Hey guys, I have been told me my Coralife T5 HO approx 100 watts for my 55gallon tank is too much light, and that i should raise it up high off the tank. I am confused because I thought 2wpg was standard. My goal is to run a low tech planted tank primarily because i don't want to run CO2. Also there is a 10,000k and an actinic blue bulbs in there now bc thats what the fixture came with. But i do plan on buying a 67k and daylight bulbs in the future. What do you all think? Please help because I am still able to return the fixture as i just received it in the mail the other day.


----------



## jrman83 (Jul 9, 2010)

If it is a 48" fixture you should have 108 watts (2X54). WPG doesn't apply to T5HO. Really only works well for T8 bulbs. Typical, although it doesn't apply to a Coralife, T5HO fixtures put out up to 4 times their rated wattage due to individual reflectors and the reflectors are usually pretty high quality.

You could leave the 10000K bulb in if you wanted, although the actinic wil not do much for plants. I prefer 6700K.

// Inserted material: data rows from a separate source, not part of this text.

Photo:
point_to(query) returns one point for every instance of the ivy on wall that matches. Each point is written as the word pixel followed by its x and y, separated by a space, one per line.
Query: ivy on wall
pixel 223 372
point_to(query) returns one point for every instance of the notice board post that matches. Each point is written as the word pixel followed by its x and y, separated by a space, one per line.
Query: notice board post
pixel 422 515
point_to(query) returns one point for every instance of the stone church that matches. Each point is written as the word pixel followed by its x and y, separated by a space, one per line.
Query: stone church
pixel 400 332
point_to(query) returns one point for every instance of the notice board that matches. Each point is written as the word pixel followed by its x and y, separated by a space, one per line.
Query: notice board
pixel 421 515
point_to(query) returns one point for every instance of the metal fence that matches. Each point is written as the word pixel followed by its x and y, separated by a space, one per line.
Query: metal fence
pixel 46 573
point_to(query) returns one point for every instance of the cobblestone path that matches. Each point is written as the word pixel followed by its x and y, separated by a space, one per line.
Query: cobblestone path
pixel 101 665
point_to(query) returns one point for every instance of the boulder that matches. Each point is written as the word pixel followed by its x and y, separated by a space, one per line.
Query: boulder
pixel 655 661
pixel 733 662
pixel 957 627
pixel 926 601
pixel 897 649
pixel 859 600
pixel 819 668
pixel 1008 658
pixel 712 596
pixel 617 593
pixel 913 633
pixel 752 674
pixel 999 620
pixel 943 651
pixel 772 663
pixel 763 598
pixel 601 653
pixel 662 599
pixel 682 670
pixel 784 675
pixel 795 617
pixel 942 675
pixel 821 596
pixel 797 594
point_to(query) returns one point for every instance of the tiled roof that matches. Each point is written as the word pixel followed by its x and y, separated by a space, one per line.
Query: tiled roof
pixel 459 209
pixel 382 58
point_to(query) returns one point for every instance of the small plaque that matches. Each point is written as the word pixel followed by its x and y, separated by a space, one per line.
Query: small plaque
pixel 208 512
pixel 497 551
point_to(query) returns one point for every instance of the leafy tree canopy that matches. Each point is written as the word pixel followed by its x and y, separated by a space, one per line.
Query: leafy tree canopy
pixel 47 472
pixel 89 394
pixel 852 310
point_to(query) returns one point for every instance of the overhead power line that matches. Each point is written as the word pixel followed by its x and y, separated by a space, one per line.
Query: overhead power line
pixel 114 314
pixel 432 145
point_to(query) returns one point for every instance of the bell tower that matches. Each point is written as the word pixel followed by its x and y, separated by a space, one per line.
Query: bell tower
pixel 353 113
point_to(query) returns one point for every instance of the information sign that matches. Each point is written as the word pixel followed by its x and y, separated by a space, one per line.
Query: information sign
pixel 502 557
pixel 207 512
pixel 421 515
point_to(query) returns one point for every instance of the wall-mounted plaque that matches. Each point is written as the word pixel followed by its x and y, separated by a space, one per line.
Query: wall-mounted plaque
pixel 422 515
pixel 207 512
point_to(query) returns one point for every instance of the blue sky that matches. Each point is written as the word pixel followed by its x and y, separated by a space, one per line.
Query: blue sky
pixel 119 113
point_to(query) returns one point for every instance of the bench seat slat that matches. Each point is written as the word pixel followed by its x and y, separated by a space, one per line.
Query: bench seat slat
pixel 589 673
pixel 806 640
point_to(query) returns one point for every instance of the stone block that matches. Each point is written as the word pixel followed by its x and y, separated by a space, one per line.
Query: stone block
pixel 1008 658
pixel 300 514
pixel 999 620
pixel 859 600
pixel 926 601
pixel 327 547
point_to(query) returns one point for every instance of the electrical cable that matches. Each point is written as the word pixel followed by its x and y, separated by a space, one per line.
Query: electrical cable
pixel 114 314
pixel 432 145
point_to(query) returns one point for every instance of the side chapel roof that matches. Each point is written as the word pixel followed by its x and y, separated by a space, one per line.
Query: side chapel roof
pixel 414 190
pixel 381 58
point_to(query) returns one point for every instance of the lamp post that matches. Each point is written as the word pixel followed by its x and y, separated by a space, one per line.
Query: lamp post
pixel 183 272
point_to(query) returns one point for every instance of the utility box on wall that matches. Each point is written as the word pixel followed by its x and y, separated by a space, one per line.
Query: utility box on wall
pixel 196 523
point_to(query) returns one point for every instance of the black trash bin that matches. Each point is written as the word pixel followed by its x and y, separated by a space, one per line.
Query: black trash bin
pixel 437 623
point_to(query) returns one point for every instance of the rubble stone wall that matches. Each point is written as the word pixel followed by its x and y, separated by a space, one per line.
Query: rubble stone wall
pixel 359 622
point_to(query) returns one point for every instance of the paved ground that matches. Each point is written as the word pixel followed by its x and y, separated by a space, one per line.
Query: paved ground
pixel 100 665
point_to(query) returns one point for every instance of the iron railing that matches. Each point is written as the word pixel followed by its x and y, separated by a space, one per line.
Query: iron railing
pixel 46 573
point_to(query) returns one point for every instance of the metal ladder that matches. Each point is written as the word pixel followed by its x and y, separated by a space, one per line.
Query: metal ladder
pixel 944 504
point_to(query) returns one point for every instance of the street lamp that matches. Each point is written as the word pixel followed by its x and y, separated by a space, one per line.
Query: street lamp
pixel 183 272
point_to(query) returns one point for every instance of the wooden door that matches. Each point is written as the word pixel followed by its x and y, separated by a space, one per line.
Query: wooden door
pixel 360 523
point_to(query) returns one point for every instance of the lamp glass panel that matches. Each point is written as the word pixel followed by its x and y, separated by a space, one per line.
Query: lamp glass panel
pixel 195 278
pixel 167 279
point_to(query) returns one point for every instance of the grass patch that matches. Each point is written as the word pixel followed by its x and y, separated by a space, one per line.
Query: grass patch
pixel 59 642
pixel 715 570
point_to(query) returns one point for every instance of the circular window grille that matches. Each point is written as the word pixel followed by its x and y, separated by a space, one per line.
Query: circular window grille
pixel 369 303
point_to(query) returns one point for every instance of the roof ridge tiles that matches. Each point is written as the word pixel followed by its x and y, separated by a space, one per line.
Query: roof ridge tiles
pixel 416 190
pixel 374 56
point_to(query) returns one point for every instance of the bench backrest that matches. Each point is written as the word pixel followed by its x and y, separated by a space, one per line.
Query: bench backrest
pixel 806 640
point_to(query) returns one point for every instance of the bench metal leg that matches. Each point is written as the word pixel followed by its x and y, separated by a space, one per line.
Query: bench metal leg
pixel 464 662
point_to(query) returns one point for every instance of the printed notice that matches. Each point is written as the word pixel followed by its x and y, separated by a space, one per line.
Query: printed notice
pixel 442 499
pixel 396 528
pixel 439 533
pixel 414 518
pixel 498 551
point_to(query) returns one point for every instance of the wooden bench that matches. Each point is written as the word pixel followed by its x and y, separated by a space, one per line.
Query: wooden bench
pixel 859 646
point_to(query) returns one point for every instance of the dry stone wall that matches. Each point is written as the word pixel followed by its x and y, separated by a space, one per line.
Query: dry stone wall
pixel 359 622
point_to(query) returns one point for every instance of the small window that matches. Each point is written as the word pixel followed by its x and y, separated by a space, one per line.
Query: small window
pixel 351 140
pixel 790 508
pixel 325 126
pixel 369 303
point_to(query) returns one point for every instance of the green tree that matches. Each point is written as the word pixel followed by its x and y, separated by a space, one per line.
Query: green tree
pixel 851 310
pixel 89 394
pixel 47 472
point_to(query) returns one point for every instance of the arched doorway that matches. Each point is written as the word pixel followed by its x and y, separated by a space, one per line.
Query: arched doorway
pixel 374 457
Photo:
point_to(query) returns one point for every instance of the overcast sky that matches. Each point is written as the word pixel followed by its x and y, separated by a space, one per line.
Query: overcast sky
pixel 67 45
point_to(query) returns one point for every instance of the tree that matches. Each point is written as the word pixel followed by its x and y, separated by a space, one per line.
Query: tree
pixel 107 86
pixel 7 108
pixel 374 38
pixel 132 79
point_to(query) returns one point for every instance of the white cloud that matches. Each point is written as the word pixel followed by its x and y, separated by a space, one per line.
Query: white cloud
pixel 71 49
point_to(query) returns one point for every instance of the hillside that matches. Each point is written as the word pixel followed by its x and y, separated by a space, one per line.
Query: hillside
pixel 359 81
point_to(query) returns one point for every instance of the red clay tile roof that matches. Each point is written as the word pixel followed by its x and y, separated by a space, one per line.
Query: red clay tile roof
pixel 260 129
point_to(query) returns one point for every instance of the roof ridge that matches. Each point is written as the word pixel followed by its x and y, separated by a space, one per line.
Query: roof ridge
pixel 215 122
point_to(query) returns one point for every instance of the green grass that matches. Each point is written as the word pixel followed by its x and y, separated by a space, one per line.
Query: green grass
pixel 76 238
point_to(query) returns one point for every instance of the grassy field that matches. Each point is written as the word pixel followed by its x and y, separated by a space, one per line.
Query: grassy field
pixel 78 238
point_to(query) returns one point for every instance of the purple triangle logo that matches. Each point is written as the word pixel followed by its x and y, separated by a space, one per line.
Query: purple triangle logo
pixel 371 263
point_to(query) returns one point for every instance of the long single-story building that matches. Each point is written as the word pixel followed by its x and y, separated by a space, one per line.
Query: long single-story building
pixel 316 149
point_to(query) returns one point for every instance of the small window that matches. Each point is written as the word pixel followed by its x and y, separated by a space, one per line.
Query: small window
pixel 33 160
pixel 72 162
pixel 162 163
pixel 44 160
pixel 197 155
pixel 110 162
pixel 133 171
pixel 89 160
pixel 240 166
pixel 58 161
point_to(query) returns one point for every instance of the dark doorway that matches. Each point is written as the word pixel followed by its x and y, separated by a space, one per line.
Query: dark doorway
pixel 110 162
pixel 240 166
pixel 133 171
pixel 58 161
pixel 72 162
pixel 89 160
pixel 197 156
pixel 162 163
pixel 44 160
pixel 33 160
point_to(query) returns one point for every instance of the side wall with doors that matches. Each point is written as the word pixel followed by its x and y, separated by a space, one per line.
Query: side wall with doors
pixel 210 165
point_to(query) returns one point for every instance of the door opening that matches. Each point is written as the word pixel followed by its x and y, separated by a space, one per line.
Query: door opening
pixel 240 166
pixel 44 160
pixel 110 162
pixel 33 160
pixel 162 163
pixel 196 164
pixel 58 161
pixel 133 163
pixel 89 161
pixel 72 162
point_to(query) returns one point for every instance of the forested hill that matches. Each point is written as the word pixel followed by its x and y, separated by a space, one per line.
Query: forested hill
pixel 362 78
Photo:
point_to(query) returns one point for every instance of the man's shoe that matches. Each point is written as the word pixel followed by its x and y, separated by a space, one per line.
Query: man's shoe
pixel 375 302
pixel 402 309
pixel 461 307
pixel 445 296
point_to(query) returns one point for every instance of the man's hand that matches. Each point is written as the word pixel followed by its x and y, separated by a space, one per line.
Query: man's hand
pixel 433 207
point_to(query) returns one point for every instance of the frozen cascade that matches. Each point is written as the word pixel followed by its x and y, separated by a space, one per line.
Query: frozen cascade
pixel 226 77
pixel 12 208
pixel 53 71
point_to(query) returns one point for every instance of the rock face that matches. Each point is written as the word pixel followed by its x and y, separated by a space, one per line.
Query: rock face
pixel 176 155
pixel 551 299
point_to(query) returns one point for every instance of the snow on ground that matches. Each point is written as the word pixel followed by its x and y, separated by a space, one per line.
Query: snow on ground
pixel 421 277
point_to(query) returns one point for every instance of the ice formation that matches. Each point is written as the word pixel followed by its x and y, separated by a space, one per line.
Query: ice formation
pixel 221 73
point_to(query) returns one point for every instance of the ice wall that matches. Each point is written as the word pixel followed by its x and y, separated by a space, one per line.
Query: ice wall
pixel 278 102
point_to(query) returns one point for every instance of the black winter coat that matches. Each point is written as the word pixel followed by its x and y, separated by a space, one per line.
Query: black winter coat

You may need to raise it off the tank. I hope you at least got the legs that come with it, but you may want more. I think you would have been much better off with something other than HO, or maybe a single tube....to keep it low-tech anyway.


----------



## falcooo (Sep 4, 2011)

JR...can i keep the actinic bulb in, and will that decrease the amount of light. Or will that have any ill effect on my tank?


----------



## falcooo (Sep 4, 2011)

Or better yet, can i simply take out the one bulb? and just run one T5 HO 54watt bulb? will that be sufficient for the low tech approach?


----------



## jrman83 (Jul 9, 2010)

You may get some algae growth you don't want with that bulb in there. Going down to one T5HO bulb will keep it low tech. Nothing to say you couldn't elevate it off the tank and use two bulbs, the correct ones. That would be what I did.


----------